The Treasury and the Conservative Party have been contacted for comment.
Last week the OBR said the last government "did not provide" them with all available information at former chancellor Jeremy Hunt's last Budget in March, prompting a further political row over the true state of the public finances Labour inherited in July.
Asked by the committee how a £9.5bn shortfall could have happened, the OBR's Mr Hughes said "the system very clearly broke down", but insisted "that kind of failure will not happen again" because of processes put in place since.
The OBR works closely with the Treasury. Its role is to assess the government's tax and spending plans and produce reports on whether the chancellors' plans are sound.
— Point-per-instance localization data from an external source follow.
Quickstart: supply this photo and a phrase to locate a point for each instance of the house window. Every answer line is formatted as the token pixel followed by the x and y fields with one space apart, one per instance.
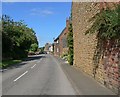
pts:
pixel 57 41
pixel 64 41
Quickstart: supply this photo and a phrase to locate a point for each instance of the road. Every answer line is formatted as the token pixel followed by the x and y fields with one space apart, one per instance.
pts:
pixel 40 75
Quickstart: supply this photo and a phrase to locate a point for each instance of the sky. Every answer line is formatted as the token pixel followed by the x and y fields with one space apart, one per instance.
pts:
pixel 48 19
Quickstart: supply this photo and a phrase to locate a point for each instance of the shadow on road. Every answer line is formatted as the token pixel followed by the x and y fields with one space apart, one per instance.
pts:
pixel 24 62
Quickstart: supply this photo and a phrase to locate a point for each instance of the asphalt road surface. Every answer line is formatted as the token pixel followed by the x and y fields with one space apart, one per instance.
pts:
pixel 39 75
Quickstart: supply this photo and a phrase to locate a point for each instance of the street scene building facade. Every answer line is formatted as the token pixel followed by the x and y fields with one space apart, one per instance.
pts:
pixel 60 43
pixel 48 48
pixel 85 53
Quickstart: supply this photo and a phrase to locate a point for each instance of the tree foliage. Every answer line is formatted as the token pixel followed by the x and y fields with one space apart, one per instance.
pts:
pixel 106 24
pixel 17 38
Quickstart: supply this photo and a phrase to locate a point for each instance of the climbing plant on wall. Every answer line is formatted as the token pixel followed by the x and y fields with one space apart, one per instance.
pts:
pixel 106 24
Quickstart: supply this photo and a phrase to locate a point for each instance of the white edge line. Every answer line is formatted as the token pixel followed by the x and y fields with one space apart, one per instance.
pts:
pixel 20 76
pixel 33 66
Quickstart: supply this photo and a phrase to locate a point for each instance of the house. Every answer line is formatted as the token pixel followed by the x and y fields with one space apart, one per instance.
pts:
pixel 60 43
pixel 103 67
pixel 48 48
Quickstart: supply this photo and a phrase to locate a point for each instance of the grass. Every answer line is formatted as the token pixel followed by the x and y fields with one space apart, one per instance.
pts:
pixel 7 63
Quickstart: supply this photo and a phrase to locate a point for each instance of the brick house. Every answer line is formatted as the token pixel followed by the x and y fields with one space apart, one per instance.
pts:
pixel 107 72
pixel 60 43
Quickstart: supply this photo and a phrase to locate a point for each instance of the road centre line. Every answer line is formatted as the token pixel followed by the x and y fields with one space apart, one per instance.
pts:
pixel 20 76
pixel 33 66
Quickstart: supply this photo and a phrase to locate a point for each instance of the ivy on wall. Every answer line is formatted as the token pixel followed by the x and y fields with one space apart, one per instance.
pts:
pixel 106 24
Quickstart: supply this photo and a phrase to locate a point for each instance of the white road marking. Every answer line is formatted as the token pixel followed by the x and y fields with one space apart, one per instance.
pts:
pixel 33 66
pixel 20 76
pixel 39 61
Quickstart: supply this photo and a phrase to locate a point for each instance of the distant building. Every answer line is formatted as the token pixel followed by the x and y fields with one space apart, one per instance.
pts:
pixel 60 43
pixel 48 48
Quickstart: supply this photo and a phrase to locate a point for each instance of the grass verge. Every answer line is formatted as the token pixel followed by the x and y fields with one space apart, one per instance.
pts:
pixel 7 63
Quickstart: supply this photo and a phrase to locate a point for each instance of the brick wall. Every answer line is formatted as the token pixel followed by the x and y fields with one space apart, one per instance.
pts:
pixel 86 54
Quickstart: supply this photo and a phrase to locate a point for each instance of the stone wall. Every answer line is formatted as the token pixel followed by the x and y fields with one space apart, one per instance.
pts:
pixel 86 54
pixel 61 41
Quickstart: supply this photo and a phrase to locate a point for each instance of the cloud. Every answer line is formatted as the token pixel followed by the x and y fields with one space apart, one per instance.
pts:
pixel 43 12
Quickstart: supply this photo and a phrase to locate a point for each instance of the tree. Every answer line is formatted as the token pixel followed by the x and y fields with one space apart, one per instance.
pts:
pixel 17 38
pixel 34 47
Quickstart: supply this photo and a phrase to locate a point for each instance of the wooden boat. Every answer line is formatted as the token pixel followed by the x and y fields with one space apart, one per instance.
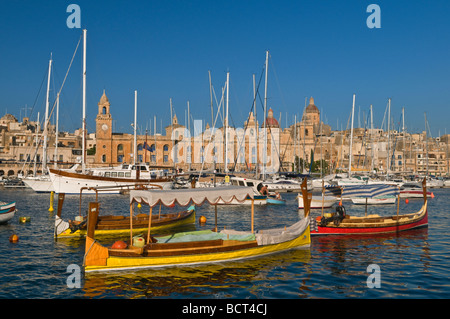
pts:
pixel 193 247
pixel 374 201
pixel 119 224
pixel 7 211
pixel 340 223
pixel 317 202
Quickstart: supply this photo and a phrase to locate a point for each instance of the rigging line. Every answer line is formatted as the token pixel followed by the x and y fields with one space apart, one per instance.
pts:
pixel 64 81
pixel 277 81
pixel 39 92
pixel 246 124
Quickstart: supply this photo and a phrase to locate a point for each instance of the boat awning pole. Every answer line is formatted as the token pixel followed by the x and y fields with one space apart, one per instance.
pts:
pixel 150 222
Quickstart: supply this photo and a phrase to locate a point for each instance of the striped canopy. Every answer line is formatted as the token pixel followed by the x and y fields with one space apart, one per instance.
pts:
pixel 370 191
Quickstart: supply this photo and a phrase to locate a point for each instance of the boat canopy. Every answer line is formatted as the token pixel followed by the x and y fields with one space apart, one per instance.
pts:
pixel 370 191
pixel 198 196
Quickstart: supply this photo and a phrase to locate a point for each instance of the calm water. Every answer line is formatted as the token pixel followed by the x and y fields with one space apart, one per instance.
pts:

Its judgements and forecasts are closely watched by financial markets to determine if the UK's economic plans are credible.
Pushed on whether the Treasury broke the law over not disclosing an overspend, Mr Hughes said there may "have been a misunderstanding of how the law ought to be interpreted".
"There is no doubt in our minds that had that information been provided we would have had a materially different judgement," he added.
He said it "was a question for the Treasury to ask: why was information available within the Treasury and not provided to us?"
In summarising Mr Hughes' comments, Hillier said: "The Treasury may have even broken the law in the run-up to the Spring Budget in not disclosing all the spending information."
Shadow chancellor Hunt has previously accused the OBR of failing to act in a "politically impartial manner" by releasing its findings about the overspend on the day of the Budget last week, arguing it would help make the case for Labour's big tax rises.
Hunt said it was "impossible to know" how much of the £9.5bn would have been compensated for by savings elsewhere.